Has Kentucky’s ‘Zombie Highway’ Met its Demise?
Interstate 66, a planned multi-billion-dollar road through the heart of Appalachia, has become a quintessential "zombie highway," holding on long after economists dismissed its potential -- thanks largely to Rep. Hal Rogers (R-KY), who has earmarked $96 million for the project even as its chances of going beyond Kentucky dimmed to virtually nil.
But I-66's checkered run, which has brought much planning and local cheerleading but zero construction work, could be coming to an end. The Louisville Courier-Journal reported today that the Kentucky Transportation Cabinet has stopped work on a major portion of the highway, citing lack of funding:
Because of its decision to pull back, the cabinet missed a key June deadline to finalize a major environmental study of the 28-mile segment of the road that would run through Laurel and Pulaski counties, the heart of Rogers’ 5th Congressional District. ...

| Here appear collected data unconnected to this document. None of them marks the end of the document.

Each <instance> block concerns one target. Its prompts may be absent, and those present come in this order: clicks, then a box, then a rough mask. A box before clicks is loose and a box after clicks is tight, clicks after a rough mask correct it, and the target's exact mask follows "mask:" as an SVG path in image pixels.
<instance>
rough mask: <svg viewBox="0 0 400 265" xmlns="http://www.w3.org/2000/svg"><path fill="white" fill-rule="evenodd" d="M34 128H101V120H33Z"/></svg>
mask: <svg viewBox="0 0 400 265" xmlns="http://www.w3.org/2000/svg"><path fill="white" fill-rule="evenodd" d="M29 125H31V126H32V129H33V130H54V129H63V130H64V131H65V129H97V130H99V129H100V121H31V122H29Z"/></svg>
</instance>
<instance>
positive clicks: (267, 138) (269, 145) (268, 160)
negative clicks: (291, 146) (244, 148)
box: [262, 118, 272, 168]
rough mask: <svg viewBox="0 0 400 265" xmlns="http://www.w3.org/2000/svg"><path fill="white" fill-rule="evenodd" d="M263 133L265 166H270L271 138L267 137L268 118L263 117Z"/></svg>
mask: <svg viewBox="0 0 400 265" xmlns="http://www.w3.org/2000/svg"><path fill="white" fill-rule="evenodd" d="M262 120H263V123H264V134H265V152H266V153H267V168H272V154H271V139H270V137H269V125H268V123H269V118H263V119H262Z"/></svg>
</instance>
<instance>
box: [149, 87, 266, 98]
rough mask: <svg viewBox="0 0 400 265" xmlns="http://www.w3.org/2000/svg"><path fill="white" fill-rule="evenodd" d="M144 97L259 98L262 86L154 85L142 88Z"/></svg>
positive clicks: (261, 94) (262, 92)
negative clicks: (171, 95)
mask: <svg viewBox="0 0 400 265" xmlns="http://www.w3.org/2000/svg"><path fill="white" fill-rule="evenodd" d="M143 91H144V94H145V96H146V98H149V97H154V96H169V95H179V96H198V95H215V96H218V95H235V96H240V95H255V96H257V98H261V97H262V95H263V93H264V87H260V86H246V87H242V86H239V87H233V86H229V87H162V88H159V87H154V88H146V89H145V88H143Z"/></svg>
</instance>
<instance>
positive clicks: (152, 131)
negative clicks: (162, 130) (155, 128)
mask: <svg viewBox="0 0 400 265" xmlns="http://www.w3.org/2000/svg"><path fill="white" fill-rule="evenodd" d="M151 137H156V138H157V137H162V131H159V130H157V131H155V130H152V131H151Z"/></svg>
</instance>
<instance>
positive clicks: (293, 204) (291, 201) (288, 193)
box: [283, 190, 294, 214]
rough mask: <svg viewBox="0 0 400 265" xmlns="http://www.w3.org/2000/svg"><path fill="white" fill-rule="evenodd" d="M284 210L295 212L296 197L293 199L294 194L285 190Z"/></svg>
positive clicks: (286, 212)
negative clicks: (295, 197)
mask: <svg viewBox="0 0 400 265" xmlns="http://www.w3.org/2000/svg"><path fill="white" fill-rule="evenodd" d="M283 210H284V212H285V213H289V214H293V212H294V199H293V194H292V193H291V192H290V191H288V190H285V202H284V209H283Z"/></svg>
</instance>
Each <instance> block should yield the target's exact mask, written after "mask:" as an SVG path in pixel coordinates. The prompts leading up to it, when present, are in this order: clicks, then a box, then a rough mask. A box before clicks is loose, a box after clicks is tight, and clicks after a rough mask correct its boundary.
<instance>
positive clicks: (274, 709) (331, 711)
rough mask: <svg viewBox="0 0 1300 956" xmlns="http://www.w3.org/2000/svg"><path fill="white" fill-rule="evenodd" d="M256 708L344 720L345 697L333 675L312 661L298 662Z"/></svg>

“Since the end of 2008, the project’s been dead in the water,” said John Sacksteder of HMB Professional Engineers Inc. and the project manager for the London-Somerset portion of the road. “We were told (by the Kentucky Transportation Cabinet) to wrap up what we were working on and to set it on the shelf until further notified.”
Of course, the biggest reason for skepticism about I-66's official cancellation is Rogers himself, who remains a senior member of the purse string-wielding House Appropriations Committee and told the Courier-Journal that he was "unmoved in [his] commitment" to seeing the highway built. The administration of Gov. Steve Beshear (D-KY) also continues to support Rogers' work on the road.
But even if I-66 lurched back to life in the coming months, the four-land highway still would face stiff challenges from environmental groups. The Kentucky Resources Council is one such local opponent, having taken on the state government in 2007 for attempting to exempt I-66 from an existing river-protection law.
As conceived, I-66 also would cut through hundreds of acres of the Daniel Boone National Forest, raising the prospect of significant environmental degradation in the area. (Incidentally, Kentuckian explorer Boone was the original namesake of the controversial road, but Rogers later took over that role.)